Help With Rps-Blast With New Blast
3
1
Entering edit mode
13.5 years ago
Ale ▴ 10

Hi

I want to make rpsblast with the new blast 2.2.25 with rpstblastn. But I need to format the database. I think for the older blast version you use formatrpsdb and it´s create others files including .aux, but for this new version I dont know what to use.

I tried this

makeblastdb -in Pfam-A.fasta -title Pfam -logfile pfam

But it just creates .psq .pin and .phr, and if I use rpstblastn it says that canot find the .aux file

I hope someone can help me!!! Thanks!

blast • 8.1k views
ADD COMMENT
0
Entering edit mode

I've found that the rpsblast binaries that come with the BLAST+ package core dump when I use -cpu > 1.

ADD REPLY
0
Entering edit mode

"Help with..." is not a question. It would make it easier for others to find your question and the answers if it is phrased as a question.

ADD REPLY
0
Entering edit mode

why do you prefer it to HMMER? (it's a real question)

ADD REPLY
1
Entering edit mode
12.8 years ago
Hamish ★ 3.3k

As Michael mentions the NCBI BLAST+ distribution does not currently (NCBI BLAST 2.2.25) contain a tool for creating RPS-BLAST databases.

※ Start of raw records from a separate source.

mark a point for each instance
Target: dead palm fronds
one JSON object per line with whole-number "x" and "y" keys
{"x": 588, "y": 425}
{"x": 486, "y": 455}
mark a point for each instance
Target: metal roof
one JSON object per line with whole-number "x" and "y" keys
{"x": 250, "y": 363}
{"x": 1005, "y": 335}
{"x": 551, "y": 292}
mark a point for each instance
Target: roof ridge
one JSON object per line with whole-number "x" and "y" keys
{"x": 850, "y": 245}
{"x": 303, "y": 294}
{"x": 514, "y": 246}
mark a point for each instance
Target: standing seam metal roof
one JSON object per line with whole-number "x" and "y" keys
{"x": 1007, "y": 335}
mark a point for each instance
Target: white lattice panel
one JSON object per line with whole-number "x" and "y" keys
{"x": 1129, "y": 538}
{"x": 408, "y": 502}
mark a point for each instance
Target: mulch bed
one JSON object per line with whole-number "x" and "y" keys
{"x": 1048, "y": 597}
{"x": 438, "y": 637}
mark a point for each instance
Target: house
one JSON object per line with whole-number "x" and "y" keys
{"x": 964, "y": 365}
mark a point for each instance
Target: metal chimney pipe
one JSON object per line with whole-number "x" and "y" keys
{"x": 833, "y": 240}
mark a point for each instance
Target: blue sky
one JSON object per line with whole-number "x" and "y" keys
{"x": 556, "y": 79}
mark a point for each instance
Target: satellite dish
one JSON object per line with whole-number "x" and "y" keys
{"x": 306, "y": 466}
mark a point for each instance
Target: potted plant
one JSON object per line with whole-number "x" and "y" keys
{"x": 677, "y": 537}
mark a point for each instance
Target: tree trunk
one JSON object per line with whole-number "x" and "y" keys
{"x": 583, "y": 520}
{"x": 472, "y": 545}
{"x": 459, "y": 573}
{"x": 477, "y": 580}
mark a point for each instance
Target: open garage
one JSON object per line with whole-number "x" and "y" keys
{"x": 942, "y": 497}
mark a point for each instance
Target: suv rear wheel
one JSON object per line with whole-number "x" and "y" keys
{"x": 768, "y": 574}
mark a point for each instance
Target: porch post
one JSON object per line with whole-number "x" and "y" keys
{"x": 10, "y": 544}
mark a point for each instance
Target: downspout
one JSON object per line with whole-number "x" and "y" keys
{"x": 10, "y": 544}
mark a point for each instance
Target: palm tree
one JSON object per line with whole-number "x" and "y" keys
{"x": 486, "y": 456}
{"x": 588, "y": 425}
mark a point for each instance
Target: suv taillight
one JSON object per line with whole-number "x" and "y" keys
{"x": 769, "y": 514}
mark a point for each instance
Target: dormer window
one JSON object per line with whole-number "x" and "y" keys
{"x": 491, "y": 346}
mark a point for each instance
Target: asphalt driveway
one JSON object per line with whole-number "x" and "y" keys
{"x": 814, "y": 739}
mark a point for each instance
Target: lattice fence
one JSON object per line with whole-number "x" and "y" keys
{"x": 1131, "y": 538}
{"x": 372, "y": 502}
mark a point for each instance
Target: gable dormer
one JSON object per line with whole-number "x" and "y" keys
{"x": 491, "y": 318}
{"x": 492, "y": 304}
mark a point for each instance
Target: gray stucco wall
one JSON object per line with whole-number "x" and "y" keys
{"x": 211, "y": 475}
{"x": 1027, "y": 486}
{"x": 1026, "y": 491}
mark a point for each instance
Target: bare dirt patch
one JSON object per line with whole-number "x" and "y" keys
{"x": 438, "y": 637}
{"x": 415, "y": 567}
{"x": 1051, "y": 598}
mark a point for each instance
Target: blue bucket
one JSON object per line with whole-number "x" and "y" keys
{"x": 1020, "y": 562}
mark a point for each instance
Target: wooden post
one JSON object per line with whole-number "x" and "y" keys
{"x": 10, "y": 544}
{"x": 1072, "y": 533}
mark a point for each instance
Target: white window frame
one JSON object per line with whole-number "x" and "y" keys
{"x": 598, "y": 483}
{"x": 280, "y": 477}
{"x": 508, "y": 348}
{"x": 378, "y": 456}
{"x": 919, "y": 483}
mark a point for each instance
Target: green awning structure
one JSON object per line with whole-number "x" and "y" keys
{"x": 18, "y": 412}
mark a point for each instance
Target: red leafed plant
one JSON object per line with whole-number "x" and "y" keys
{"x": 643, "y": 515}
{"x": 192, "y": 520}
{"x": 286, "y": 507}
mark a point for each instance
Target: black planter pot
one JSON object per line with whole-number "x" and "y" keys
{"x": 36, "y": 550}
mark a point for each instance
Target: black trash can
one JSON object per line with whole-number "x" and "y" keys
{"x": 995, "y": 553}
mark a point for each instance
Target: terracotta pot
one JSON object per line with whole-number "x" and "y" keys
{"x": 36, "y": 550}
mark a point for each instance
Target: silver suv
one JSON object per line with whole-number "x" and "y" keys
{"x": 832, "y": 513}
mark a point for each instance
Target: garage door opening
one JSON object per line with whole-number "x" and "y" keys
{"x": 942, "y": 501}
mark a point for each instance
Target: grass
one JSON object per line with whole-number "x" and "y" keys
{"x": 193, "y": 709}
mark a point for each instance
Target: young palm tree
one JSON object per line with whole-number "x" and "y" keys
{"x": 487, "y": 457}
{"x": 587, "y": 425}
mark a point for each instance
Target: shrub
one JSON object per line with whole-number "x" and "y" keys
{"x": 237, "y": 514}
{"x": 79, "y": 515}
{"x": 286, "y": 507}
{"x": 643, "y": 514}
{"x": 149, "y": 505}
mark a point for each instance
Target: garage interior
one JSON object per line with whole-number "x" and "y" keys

Checking in the NCBI BLAST documentation which covers "Legacy" BLAST usage an equivalent for 'formatrpsdb' is one of the programs which fall under: "Those programs have no blast+ counterpart at this time." Given that the "Legacy" NCBI BLAST has been deprecated in favour of NCBI BLAST+, my guess is that a replacement tool will appear in the next couple of releases.

In the meantime it looks like the only options for building databases for use with 'rpsblast' are:

  1. Use 'formatrpsdb' from the "Legacy" NCBI BLAST distribution.

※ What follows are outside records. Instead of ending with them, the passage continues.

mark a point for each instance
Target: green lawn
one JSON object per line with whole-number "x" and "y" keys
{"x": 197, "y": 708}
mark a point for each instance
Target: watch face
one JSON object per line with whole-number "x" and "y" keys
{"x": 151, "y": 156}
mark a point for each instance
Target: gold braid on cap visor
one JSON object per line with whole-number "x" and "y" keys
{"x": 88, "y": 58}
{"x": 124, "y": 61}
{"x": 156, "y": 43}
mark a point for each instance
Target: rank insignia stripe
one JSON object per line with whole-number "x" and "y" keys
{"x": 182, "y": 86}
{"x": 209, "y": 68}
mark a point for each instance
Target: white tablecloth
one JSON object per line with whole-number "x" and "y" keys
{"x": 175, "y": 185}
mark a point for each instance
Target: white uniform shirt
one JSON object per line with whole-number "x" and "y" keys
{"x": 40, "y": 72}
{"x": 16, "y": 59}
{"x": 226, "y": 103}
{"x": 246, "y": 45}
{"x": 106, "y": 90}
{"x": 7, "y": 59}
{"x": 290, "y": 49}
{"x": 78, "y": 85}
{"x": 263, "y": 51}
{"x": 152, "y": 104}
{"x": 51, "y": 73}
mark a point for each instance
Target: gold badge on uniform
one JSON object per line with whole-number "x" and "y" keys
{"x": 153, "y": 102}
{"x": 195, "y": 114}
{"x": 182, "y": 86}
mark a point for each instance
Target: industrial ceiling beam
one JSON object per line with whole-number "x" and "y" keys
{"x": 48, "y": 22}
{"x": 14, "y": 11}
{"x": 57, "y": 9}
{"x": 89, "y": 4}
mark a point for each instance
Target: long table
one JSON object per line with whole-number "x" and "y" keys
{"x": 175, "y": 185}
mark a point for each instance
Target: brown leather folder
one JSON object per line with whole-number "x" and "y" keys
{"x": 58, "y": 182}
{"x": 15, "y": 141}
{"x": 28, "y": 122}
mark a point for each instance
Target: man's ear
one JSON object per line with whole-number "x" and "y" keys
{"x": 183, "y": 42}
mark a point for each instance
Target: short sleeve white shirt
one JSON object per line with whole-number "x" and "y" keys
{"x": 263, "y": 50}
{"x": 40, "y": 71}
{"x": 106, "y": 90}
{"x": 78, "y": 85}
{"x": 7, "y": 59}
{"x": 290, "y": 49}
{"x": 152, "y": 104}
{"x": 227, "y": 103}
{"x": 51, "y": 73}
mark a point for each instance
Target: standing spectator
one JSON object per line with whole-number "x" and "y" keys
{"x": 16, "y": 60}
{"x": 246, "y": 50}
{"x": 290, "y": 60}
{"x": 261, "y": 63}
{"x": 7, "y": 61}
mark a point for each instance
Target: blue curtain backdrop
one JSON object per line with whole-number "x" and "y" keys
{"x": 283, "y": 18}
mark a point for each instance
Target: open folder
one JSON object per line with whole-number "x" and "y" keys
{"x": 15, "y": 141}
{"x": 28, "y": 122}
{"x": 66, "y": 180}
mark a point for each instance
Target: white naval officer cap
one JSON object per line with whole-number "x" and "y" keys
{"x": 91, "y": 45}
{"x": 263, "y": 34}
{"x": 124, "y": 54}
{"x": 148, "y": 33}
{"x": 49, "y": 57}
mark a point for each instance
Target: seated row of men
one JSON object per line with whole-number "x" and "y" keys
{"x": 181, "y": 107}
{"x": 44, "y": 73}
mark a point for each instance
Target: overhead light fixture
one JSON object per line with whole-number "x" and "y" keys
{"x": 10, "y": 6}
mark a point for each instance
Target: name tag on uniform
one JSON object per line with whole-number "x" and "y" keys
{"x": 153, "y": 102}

  2. Use the old 'makemat'/'copymat'/'formatdb' method, which was replaced by 'formatrpsdb', but is described in the "Legacy" NCBI BLAST 'rpsblast' documentation.

If you are only interested in the databases which NCBI provide in their CD-search service, then there are a couple of additional options:

  1. Download the pre-formatted databases from the NCBI FTP site, see the README file for details of the available databases and the appropriate versions for your environment. As mentioned by Niek these files are also available from third parties.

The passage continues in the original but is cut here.